Disclosure of Invention
The invention provides an axial coupling type intelligent driving dynamometer, aiming at overcoming the defects in the prior art.
In order to achieve the above purposes, the technical scheme adopted by the invention is as follows: the utility model provides an axle coupling formula intelligence driving dynamometer, includes bilateral symmetry's axle coupling dynamometer, and axle coupling dynamometer passes through a plurality of gyro wheel and interior track, outer track cooperation, and axle coupling dynamometer middle part has laid the gear, and the gear cooperates with the rack.

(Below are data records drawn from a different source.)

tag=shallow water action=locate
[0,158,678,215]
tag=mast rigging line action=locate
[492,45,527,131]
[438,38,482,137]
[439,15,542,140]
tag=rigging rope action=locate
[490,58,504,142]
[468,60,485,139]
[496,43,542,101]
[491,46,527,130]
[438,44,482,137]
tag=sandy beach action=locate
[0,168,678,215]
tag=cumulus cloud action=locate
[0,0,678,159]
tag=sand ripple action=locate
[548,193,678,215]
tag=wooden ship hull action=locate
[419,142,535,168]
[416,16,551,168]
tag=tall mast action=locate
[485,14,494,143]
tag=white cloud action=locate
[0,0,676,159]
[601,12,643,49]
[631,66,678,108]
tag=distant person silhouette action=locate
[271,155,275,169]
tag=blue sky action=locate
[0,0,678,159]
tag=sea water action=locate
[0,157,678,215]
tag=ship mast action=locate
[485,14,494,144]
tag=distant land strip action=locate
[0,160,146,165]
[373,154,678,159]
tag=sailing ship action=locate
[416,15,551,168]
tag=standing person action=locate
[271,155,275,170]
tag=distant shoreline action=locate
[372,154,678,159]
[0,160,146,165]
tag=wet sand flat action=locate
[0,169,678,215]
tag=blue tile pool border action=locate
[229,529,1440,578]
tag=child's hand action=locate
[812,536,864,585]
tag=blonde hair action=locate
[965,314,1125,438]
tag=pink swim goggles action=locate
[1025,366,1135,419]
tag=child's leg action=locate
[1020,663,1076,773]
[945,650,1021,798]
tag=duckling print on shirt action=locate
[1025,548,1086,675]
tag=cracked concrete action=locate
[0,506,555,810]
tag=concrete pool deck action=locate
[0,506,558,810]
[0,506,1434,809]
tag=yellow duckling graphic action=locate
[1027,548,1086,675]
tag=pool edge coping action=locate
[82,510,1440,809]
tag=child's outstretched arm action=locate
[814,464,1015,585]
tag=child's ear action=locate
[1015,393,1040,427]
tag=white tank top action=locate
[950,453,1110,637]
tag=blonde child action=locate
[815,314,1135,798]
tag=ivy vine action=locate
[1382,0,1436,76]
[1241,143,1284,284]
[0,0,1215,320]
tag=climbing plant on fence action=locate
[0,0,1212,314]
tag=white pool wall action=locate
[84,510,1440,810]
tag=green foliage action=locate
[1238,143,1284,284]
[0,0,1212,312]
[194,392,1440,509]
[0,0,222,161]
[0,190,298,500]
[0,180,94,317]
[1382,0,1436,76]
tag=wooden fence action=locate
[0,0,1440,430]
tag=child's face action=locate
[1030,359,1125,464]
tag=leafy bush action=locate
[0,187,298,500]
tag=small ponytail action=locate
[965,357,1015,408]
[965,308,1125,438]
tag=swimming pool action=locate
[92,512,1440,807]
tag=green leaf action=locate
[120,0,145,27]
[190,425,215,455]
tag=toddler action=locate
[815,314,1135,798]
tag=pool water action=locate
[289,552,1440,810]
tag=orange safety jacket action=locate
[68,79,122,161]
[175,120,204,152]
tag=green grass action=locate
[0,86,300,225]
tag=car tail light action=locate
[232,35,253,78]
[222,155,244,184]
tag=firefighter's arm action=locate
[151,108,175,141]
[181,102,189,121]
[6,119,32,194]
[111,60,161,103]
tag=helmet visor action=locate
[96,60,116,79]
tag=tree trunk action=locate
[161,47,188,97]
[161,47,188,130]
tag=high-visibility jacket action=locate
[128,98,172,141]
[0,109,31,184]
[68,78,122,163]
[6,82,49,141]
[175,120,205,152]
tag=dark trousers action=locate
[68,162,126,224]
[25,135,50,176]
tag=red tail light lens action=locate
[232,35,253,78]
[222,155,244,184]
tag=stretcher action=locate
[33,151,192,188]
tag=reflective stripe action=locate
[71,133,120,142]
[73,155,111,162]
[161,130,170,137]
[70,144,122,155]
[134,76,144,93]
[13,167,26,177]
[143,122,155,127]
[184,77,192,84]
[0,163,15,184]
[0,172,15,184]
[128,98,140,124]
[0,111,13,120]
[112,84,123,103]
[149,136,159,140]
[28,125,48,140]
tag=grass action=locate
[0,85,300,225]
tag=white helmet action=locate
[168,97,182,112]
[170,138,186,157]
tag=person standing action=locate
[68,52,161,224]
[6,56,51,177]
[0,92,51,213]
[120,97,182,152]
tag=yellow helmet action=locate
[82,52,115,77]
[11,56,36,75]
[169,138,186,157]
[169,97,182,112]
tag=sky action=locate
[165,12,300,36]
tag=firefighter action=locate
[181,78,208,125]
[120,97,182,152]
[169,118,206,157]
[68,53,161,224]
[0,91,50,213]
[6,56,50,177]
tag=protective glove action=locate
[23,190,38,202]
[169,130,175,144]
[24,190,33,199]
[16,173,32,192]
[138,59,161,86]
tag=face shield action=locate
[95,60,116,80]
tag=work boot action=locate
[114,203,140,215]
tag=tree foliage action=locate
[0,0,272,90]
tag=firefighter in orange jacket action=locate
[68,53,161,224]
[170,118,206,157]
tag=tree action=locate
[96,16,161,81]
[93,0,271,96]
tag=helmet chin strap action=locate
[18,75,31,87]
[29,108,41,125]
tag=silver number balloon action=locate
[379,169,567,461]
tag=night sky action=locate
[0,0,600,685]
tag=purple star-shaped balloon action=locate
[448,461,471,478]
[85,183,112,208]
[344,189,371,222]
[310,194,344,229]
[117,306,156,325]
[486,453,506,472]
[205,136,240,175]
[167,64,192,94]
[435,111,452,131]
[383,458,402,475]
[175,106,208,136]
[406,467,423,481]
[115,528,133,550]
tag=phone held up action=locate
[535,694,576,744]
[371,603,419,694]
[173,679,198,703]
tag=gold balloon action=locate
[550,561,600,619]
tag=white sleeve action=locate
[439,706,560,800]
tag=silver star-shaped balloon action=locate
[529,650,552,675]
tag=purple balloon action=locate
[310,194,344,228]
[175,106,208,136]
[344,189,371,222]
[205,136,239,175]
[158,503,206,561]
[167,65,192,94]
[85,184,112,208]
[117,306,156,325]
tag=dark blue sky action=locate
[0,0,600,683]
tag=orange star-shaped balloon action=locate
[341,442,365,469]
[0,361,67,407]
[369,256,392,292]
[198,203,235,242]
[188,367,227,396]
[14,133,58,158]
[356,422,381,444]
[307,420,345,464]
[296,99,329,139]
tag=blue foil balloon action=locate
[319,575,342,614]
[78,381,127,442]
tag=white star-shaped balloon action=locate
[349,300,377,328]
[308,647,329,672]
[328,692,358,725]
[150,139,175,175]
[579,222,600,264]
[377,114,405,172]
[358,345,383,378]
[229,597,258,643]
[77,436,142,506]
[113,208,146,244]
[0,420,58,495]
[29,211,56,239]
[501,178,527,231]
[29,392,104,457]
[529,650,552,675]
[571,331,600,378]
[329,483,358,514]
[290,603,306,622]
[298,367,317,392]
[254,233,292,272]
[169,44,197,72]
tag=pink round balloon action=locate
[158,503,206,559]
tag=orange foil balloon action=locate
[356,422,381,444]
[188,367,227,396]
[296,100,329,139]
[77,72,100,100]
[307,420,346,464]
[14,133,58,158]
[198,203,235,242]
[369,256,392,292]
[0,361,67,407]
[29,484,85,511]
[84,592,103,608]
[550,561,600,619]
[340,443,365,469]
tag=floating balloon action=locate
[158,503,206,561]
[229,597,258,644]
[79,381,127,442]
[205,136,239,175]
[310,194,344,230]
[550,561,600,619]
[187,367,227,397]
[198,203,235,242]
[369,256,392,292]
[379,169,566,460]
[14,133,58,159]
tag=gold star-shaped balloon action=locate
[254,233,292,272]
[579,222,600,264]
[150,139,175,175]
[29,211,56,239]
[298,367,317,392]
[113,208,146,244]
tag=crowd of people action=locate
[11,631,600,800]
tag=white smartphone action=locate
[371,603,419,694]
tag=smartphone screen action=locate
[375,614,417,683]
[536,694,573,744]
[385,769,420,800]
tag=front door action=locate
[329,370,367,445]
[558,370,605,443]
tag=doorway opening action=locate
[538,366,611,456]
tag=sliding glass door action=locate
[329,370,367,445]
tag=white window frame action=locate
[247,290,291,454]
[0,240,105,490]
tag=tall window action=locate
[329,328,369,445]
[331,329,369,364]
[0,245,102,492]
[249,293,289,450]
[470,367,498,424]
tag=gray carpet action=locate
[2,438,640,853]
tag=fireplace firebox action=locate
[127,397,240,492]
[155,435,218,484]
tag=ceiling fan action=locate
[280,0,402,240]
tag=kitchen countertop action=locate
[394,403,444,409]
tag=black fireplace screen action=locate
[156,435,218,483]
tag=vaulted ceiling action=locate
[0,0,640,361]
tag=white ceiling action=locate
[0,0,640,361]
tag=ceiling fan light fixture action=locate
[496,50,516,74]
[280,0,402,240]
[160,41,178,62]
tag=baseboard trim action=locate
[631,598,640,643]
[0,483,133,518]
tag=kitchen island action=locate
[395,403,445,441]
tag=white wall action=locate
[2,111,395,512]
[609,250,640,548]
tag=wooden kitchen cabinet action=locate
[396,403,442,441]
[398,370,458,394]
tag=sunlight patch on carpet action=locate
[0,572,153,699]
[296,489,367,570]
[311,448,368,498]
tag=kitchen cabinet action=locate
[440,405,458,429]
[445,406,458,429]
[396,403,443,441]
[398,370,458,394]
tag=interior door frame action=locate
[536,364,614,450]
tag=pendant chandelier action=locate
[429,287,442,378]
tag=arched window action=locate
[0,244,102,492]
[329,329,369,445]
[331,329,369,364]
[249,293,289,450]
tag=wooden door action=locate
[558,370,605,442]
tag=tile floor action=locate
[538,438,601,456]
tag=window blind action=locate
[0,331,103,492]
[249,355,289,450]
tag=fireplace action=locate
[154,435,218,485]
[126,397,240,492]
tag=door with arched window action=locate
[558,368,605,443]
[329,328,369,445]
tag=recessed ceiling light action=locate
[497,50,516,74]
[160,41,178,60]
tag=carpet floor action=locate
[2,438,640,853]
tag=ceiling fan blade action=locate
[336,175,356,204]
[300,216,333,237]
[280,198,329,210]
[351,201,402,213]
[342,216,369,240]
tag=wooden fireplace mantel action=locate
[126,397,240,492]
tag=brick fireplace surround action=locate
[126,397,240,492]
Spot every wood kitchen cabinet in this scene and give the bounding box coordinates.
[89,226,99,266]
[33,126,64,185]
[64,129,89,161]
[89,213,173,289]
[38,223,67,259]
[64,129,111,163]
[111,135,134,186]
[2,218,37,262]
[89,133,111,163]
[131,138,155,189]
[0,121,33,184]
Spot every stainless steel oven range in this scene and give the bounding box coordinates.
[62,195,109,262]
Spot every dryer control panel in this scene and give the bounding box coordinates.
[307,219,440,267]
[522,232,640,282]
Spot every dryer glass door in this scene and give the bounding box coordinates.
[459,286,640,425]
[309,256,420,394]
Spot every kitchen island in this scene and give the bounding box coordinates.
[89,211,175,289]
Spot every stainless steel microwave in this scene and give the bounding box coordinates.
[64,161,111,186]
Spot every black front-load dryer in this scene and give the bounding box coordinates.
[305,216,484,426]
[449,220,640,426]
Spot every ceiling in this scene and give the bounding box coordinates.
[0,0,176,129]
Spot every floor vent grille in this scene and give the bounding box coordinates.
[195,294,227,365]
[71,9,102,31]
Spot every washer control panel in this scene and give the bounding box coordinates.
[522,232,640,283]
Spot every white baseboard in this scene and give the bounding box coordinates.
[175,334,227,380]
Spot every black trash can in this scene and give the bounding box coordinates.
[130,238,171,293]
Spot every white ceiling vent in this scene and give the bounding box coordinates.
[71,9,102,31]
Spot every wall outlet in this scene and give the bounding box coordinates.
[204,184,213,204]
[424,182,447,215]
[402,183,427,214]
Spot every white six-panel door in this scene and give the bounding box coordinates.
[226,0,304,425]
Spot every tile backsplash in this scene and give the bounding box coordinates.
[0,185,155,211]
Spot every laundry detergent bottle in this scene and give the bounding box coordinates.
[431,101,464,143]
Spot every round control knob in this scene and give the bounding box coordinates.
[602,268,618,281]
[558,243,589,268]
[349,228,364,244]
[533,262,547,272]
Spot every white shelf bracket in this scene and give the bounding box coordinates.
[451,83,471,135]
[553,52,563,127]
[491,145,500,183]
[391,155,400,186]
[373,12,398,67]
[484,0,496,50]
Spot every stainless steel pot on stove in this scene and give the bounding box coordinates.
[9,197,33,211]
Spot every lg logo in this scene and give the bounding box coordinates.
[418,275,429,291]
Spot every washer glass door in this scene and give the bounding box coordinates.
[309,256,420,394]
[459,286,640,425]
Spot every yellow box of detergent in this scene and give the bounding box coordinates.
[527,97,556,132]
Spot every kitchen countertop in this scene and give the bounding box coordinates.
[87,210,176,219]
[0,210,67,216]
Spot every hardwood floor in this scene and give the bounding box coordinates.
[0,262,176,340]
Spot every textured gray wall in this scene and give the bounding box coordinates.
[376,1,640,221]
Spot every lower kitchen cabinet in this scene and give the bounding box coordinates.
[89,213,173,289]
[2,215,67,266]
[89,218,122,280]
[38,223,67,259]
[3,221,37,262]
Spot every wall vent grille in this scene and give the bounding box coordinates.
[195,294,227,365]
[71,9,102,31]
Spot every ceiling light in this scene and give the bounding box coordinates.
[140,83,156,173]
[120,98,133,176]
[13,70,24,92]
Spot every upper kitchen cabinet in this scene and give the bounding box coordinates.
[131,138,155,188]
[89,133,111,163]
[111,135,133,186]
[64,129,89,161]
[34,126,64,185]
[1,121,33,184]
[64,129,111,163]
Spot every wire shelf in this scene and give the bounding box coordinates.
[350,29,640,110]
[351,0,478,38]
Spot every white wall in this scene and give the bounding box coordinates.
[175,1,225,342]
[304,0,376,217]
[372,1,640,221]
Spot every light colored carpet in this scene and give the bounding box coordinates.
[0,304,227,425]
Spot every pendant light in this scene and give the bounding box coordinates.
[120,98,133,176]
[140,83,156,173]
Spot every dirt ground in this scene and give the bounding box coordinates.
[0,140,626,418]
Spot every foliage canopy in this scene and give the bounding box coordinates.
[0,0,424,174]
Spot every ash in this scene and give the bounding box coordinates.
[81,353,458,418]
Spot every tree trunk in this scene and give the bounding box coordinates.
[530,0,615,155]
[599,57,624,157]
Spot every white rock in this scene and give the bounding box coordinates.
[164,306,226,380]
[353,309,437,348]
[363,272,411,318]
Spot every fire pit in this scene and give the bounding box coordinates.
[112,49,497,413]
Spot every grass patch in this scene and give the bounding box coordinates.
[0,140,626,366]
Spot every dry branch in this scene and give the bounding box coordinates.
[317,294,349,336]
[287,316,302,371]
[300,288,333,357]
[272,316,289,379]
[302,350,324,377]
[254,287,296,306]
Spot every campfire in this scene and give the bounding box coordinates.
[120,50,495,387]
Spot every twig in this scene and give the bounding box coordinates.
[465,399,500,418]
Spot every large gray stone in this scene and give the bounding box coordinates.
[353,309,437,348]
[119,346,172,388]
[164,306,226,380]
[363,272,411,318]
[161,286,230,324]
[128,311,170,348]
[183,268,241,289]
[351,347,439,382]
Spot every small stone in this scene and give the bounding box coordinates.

As a preferable scheme of the invention, the shaft coupling dynamometer comprises a dynamometer body, a dynamometer cooling fan is arranged at the upper end of the dynamometer body, and a servo motor and a speed reducer are arranged on the side surface of the dynamometer body.
As a preferable scheme of the present invention, the speed reducer is installed at a front end of the servo motor, and a gear is disposed at a lower end of the speed reducer and exceeds a lower surface of the speed reducer.
As a preferable scheme of the invention, the shaft coupling dynamometer comprises a plurality of rollers, and two rollers form a group.
As a preferable scheme of the invention, the roller is arranged on the side surface of the shaft coupling dynamometer through a connecting piece, and the connecting piece is arranged at the front end and the rear end of the dynamometer body.
As a preferable scheme of the invention, the connecting piece and the dynamometer body are arranged at an angle of 0-90 degrees.
In a preferred embodiment of the present invention, the rack is located between the inner rail and the outer rail, and the distance between the rack and the inner rail is the same as the distance between the rack and the outer rail.
As a preferable scheme of the invention, the inner rail, the outer rail and the rack are of inward arc structures, and the inner rail, the outer rail and the rack are all fixed on the base.
In a preferred embodiment of the present invention, the side surfaces of the inner rail and the outer rail are in a convex shape.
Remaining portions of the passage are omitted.